Theaster Gates’s Facsimile Cabinet of Women Origin Stories will make it’s U.S. debut Tuesday, March 12, at the Colby Museum of Art, 5600 Mayflower Hill Drive, in Waterville.

The exhibit, on view through Sept 8, will feature nearly 3,000 images from the Johnson Publishing Company archive contained within a room-size storage and display cabinet designed by Gates. Founded in 1942, Chicago-based Johnson Publishing chronicled the lives of Black Americans for more than seven decades through the magazines Ebony and Jet, which Gates has described as “an early platform for self-healing” for Black Americans.

Gates’s project, composed from this important archive of Black visual culture, recontextualizes and reanimates these images and their histories, as Facsimile Cabinet is both a repository and an interactive archive. Visitors to the exhibition will be able to take out the photographs stored in the cabinet’s many shelves and engage directly with these rich and varied representations of Black women.

Presented in collaboration with the Lunder Institute for American Art, Facsimile Cabinet of Women Origin Stories will also inspire new research and creative production by Lunder Institute visiting scholars and artists. The Lunder Institute will host archivists, legal scholars, anthropologists, and librarians, as well as visual artists, filmmakers, writers, and art historians, to spend time with Gates’s archive and reflect on its significance through the lens of their particular area of expertise. The Lunder Institute will document these encounters through a series of digital and print publications.

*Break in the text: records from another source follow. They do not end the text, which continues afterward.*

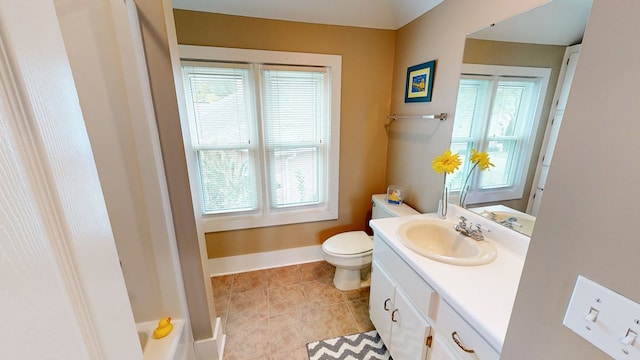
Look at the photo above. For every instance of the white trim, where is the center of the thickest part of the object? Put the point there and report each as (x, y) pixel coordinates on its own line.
(264, 260)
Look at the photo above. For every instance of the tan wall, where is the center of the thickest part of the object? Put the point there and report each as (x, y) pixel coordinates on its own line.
(438, 34)
(586, 222)
(520, 54)
(157, 37)
(367, 63)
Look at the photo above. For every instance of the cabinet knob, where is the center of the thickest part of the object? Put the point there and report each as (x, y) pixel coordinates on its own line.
(385, 305)
(456, 339)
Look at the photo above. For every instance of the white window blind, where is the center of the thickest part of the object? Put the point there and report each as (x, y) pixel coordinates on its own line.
(295, 134)
(264, 135)
(220, 111)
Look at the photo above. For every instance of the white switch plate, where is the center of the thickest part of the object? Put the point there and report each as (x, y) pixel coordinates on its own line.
(616, 318)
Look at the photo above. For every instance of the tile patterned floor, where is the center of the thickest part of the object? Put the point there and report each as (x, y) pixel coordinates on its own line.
(272, 314)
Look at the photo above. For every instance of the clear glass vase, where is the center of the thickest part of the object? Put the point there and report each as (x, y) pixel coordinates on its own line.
(443, 203)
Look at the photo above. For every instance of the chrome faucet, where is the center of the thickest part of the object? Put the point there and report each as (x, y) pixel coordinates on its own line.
(468, 230)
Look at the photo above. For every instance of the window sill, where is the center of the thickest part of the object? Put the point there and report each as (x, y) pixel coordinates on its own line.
(240, 222)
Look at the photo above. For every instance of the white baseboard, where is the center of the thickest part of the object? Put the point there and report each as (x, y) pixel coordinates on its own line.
(264, 260)
(212, 348)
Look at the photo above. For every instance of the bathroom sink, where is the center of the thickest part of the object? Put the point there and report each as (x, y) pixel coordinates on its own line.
(438, 240)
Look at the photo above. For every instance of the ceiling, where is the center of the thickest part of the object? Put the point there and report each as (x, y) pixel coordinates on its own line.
(560, 22)
(377, 14)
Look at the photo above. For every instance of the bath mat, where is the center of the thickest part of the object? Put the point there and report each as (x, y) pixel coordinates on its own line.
(362, 346)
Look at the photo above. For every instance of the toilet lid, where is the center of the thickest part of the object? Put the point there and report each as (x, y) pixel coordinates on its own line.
(349, 243)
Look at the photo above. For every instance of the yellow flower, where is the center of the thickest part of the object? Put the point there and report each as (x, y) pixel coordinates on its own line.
(481, 159)
(447, 162)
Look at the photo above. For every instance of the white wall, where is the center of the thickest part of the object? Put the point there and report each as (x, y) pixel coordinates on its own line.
(587, 223)
(116, 104)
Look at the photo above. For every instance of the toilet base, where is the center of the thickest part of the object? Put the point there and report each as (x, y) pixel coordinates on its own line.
(352, 279)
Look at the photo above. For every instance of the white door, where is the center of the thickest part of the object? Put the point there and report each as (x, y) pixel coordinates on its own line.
(62, 294)
(409, 330)
(381, 298)
(563, 90)
(440, 351)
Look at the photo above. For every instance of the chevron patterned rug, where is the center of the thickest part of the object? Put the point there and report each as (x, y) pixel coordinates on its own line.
(363, 346)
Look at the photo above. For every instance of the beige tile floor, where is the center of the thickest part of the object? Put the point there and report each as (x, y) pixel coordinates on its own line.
(272, 314)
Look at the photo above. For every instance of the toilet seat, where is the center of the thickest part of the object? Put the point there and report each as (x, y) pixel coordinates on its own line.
(349, 243)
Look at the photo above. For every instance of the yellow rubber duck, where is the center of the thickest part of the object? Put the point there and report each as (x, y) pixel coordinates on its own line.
(164, 328)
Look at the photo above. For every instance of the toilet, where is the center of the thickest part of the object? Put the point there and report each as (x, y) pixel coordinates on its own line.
(351, 252)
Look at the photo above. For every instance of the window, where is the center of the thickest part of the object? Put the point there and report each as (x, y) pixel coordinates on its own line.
(497, 111)
(264, 135)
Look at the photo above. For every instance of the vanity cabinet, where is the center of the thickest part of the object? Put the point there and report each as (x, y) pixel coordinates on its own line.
(412, 320)
(402, 328)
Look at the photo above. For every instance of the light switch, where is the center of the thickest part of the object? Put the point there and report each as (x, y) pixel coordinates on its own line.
(592, 316)
(606, 319)
(630, 338)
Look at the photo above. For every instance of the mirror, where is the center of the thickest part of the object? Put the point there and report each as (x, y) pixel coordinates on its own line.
(538, 38)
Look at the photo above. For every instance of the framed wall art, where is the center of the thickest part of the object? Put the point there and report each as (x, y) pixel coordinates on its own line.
(420, 82)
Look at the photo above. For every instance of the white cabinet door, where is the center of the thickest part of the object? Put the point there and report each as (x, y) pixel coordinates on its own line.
(440, 351)
(381, 302)
(401, 326)
(409, 330)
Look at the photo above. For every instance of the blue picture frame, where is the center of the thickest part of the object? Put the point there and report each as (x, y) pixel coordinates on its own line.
(419, 87)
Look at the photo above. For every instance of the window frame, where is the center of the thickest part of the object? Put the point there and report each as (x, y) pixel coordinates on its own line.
(516, 190)
(265, 215)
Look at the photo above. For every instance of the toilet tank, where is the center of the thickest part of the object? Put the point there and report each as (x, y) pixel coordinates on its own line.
(382, 209)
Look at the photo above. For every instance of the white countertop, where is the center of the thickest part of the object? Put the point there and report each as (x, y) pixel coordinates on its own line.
(483, 295)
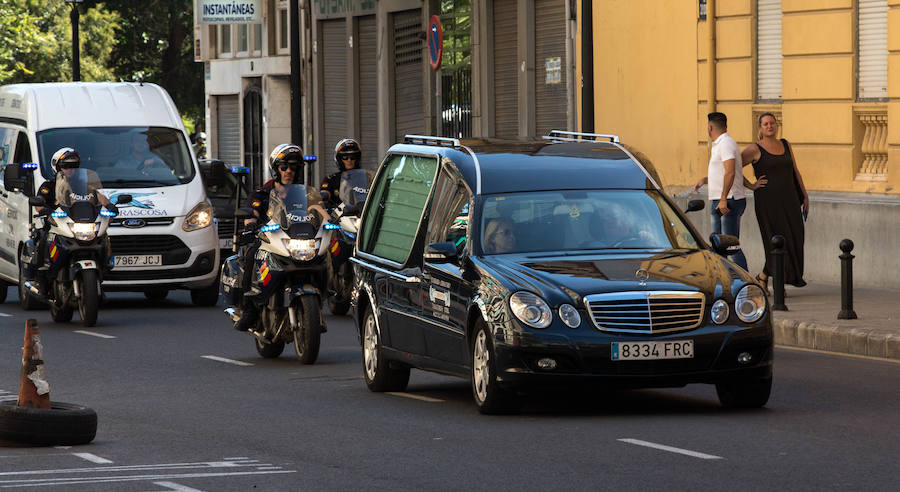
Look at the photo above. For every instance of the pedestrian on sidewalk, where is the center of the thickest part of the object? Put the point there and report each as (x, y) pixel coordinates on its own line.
(781, 201)
(725, 190)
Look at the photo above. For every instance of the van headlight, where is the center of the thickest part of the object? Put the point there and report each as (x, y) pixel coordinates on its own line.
(302, 249)
(750, 303)
(200, 216)
(530, 309)
(84, 231)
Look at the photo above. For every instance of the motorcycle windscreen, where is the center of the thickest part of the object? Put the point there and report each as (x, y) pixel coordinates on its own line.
(76, 192)
(288, 209)
(354, 187)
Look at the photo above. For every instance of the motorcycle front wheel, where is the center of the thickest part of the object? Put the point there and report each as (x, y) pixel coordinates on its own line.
(89, 303)
(308, 335)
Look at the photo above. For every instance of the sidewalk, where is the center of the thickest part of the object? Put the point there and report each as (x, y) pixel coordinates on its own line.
(811, 321)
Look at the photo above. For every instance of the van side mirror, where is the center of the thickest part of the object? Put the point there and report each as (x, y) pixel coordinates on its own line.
(723, 244)
(695, 205)
(444, 252)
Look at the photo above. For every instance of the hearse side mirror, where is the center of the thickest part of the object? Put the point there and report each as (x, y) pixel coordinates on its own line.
(723, 244)
(695, 205)
(15, 176)
(444, 252)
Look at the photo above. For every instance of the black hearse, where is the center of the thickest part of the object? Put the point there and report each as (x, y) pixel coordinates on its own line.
(546, 263)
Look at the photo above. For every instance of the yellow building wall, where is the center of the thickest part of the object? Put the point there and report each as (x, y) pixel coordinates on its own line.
(651, 76)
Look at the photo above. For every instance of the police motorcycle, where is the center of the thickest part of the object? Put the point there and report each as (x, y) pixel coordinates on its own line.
(77, 247)
(353, 191)
(288, 275)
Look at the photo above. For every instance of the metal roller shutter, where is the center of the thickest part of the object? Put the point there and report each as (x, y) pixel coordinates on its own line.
(368, 97)
(768, 50)
(409, 113)
(335, 64)
(506, 70)
(872, 49)
(549, 66)
(228, 129)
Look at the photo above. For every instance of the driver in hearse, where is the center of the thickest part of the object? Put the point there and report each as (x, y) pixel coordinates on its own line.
(64, 160)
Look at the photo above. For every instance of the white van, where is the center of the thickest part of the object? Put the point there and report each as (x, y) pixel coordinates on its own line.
(132, 135)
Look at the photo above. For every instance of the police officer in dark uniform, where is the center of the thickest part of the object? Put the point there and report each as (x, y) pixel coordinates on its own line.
(347, 154)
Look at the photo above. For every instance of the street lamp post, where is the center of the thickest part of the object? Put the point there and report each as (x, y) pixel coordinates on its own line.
(76, 62)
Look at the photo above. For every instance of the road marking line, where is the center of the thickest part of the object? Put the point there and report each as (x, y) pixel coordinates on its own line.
(839, 354)
(227, 361)
(93, 458)
(94, 334)
(415, 397)
(670, 449)
(176, 487)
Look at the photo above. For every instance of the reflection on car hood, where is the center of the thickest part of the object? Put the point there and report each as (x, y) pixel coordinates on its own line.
(577, 276)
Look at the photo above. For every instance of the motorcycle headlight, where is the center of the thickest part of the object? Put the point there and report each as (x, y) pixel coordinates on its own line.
(302, 249)
(530, 309)
(750, 304)
(200, 216)
(84, 231)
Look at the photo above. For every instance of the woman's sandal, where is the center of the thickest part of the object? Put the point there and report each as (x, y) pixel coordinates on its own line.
(764, 282)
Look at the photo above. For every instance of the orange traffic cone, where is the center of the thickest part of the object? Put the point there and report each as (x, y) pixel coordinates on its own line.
(34, 391)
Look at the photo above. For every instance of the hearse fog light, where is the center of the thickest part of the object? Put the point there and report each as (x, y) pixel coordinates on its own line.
(570, 316)
(719, 312)
(750, 304)
(530, 309)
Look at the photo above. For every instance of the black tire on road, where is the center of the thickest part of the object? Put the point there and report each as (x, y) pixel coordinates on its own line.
(309, 335)
(89, 304)
(377, 370)
(65, 424)
(26, 301)
(207, 296)
(269, 350)
(744, 393)
(489, 396)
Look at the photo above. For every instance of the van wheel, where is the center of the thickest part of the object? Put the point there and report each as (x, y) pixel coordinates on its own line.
(26, 301)
(379, 374)
(207, 296)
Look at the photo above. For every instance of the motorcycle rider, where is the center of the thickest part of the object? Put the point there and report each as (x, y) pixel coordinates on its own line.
(347, 154)
(65, 161)
(286, 163)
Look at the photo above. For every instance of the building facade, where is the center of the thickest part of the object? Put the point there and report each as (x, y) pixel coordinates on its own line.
(828, 69)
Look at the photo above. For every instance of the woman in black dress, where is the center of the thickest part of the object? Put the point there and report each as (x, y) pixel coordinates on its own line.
(779, 198)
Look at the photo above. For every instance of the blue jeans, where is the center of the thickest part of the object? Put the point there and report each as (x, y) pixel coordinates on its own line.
(729, 224)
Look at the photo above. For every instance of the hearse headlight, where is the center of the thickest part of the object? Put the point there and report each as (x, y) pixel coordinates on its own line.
(531, 309)
(719, 312)
(301, 249)
(569, 314)
(750, 304)
(84, 231)
(200, 216)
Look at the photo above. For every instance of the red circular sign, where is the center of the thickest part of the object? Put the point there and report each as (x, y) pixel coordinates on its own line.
(435, 42)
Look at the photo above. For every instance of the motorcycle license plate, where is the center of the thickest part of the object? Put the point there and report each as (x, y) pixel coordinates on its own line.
(136, 260)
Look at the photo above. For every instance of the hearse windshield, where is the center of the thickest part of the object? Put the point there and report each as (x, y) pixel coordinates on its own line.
(579, 220)
(123, 157)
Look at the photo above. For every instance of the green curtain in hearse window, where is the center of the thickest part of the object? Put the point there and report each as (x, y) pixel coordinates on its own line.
(398, 202)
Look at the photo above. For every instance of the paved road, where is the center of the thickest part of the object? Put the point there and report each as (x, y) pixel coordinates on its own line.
(171, 419)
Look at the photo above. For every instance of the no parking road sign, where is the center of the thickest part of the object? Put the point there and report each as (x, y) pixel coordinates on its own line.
(435, 42)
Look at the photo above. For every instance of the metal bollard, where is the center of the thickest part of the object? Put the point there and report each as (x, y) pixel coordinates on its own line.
(778, 274)
(847, 311)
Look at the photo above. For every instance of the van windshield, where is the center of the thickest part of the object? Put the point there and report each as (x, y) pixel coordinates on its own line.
(123, 157)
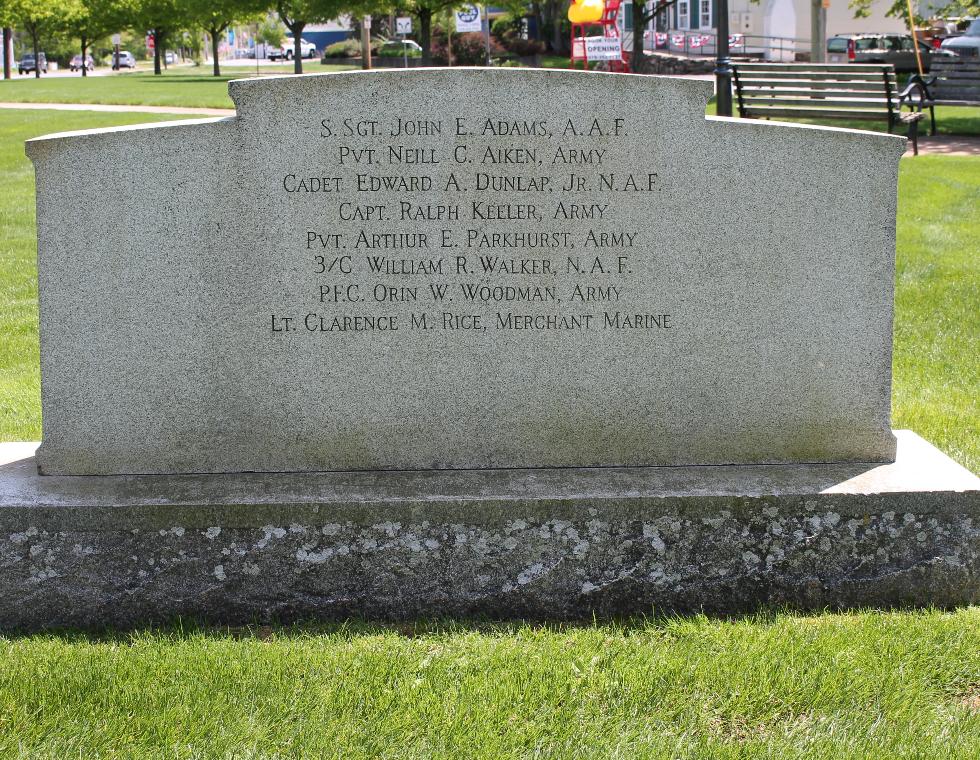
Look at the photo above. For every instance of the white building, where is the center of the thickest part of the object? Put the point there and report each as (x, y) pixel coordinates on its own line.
(779, 28)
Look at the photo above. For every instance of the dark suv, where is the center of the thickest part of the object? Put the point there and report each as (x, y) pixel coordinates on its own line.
(27, 64)
(896, 49)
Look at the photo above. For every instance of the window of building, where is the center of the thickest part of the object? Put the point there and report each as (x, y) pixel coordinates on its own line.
(705, 14)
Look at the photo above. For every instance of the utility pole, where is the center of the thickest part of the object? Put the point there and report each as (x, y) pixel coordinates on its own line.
(7, 44)
(818, 30)
(486, 12)
(366, 42)
(723, 64)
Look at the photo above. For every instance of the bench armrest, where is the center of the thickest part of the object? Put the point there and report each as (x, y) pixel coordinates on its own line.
(924, 83)
(916, 86)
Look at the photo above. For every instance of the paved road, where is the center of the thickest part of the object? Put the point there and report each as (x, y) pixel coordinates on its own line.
(119, 108)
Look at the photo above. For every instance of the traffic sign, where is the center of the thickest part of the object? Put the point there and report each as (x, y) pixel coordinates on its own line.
(468, 19)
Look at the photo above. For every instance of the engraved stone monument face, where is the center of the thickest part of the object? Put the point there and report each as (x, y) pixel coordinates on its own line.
(464, 269)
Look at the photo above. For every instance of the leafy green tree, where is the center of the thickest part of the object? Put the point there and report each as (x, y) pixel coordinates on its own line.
(215, 16)
(900, 9)
(163, 18)
(41, 20)
(96, 19)
(425, 11)
(270, 33)
(298, 14)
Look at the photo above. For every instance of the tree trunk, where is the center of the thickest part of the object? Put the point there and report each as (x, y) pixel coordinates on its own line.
(297, 30)
(425, 35)
(37, 54)
(7, 35)
(214, 49)
(557, 38)
(640, 20)
(156, 52)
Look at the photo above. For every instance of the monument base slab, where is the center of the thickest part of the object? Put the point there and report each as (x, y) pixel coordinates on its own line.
(94, 551)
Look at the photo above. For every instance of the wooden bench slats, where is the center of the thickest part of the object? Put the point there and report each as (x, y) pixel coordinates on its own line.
(965, 90)
(844, 68)
(795, 76)
(829, 105)
(964, 64)
(958, 76)
(821, 92)
(816, 113)
(867, 92)
(951, 82)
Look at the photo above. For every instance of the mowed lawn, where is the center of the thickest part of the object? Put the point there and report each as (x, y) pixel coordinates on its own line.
(863, 685)
(937, 326)
(187, 87)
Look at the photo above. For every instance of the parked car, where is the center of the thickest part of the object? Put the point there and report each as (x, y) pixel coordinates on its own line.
(966, 45)
(76, 63)
(288, 50)
(126, 60)
(398, 48)
(27, 65)
(896, 49)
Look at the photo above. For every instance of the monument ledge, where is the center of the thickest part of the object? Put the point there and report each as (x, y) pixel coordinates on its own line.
(550, 543)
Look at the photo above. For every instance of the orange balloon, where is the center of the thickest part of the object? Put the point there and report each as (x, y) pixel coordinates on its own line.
(586, 11)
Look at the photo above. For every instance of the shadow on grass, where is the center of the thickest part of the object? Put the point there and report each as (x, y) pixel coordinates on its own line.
(185, 629)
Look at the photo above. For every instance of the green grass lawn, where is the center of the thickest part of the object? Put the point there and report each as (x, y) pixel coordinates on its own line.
(189, 87)
(863, 685)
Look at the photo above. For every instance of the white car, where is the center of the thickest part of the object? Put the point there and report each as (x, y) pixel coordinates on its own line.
(966, 45)
(288, 50)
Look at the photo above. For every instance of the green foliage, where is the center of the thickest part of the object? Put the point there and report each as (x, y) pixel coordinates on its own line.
(469, 49)
(43, 21)
(214, 16)
(271, 32)
(820, 687)
(900, 9)
(507, 31)
(351, 48)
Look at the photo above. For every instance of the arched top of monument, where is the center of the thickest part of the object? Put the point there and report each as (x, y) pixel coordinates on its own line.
(518, 90)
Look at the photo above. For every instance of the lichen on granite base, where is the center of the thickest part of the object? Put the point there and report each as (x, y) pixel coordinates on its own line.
(547, 544)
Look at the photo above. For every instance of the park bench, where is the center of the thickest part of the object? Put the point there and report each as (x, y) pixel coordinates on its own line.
(951, 82)
(865, 92)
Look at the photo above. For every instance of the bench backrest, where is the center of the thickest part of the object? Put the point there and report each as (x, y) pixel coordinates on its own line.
(956, 79)
(856, 91)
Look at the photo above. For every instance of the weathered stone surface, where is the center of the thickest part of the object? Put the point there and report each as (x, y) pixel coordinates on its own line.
(128, 550)
(758, 256)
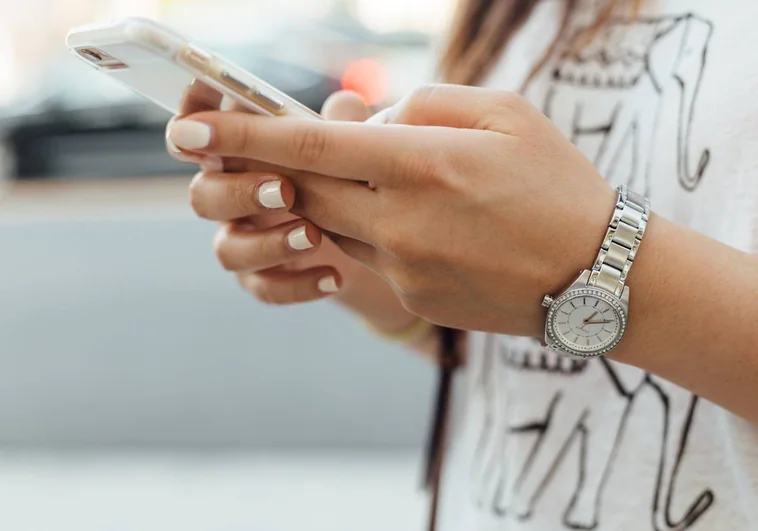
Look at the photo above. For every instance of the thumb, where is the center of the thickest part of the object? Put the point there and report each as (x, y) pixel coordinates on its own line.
(346, 107)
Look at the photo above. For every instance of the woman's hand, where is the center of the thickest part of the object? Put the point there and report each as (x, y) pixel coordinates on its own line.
(278, 257)
(478, 206)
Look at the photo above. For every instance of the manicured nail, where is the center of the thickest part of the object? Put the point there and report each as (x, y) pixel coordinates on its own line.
(270, 195)
(298, 239)
(188, 134)
(328, 285)
(179, 154)
(213, 164)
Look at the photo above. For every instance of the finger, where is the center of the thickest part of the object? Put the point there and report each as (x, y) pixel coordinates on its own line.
(289, 287)
(197, 97)
(227, 196)
(344, 207)
(360, 251)
(208, 162)
(458, 106)
(347, 150)
(240, 246)
(345, 106)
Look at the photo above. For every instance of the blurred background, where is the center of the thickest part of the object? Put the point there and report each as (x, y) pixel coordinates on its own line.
(139, 388)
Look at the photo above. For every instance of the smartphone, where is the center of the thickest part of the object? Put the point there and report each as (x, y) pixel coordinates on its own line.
(178, 75)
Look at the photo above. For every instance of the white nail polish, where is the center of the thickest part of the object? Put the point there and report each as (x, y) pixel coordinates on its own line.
(298, 239)
(178, 154)
(270, 195)
(328, 285)
(213, 164)
(188, 134)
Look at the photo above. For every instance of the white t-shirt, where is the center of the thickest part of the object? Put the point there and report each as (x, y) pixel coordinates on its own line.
(668, 104)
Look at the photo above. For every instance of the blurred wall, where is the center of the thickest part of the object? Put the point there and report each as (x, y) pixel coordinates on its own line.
(126, 332)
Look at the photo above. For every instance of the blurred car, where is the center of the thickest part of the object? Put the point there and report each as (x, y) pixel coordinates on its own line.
(82, 124)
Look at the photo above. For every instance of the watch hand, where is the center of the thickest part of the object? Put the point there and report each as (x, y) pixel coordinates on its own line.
(590, 317)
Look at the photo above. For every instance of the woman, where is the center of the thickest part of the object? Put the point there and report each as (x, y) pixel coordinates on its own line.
(478, 205)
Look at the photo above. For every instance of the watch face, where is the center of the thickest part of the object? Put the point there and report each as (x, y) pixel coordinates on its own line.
(586, 322)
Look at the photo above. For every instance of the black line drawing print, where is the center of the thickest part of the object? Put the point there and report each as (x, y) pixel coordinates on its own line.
(571, 417)
(610, 82)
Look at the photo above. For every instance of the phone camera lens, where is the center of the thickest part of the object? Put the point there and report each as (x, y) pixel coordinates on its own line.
(92, 55)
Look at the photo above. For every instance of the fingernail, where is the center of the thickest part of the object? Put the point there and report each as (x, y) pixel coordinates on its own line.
(270, 195)
(328, 285)
(188, 134)
(213, 164)
(298, 239)
(178, 154)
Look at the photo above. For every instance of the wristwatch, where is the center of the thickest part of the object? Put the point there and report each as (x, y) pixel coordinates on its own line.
(589, 318)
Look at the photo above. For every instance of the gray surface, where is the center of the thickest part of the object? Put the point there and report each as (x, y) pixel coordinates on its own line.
(128, 333)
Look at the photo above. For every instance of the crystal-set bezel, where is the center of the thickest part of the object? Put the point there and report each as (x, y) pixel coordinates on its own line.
(553, 338)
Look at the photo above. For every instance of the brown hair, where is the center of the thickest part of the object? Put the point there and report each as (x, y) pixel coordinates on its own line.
(482, 30)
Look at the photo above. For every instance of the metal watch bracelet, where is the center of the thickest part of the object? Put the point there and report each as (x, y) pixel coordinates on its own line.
(621, 242)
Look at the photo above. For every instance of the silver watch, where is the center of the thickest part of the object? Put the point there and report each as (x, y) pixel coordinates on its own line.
(589, 318)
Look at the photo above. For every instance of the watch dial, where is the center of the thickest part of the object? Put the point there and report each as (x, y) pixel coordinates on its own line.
(587, 323)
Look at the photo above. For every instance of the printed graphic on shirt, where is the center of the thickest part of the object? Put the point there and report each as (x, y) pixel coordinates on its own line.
(608, 88)
(604, 92)
(571, 423)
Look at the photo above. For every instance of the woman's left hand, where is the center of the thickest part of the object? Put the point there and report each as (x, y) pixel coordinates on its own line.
(478, 205)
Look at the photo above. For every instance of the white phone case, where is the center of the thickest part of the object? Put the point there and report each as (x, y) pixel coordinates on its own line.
(179, 76)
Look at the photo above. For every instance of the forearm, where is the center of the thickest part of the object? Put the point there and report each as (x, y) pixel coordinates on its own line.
(693, 316)
(372, 299)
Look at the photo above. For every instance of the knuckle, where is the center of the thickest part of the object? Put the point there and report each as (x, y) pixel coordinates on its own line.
(264, 291)
(417, 166)
(241, 195)
(419, 97)
(309, 144)
(242, 135)
(197, 196)
(510, 101)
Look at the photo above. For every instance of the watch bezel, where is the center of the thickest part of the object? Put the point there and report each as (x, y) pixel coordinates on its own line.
(554, 340)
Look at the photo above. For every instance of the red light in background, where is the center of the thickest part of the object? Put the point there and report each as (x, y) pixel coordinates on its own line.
(366, 78)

The presentation of this new body of work is drawn from Gates’s Black Madonna exhibition at the Kunstmuseum Basel in 2018, part of his larger Black Image Corporation project addressing “the projection of images into the world” and the power dynamics inherent to archives.

Facsimile Cabinet of Women Origin Stories at the Colby Museum of Art comes on the heels of Gates’s Amalgam exhibition opening Feb. 20 at the Palais de Tokyo in Paris, France. Concerned with how hybridity and mixed-race historical narratives inform sculpture, Amalgam draws on Gates’s time in Maine, especially his exploration of the history of Malaga Island, where a community of mixed-race and inter-racial residents was forcibly evicted by the state in 1912. This tragic story has been interpreted in recent years by other Maine-based artists and scholars including artist and Maine College of Art professor Daniel Minter, and Bates College professor and scholar Myron Beasley, both of whom discussed their parallel work with Gates at a Lunder Institute event at Colby College in November 2018. “We are thrilled to be working alongside the prodigiously talented Theaster Gates,” said Lunder Institute director Lee Glazer. “His commitment to re-presenting images and narratives of the Black experience could not be more relevant at this moment in American life.”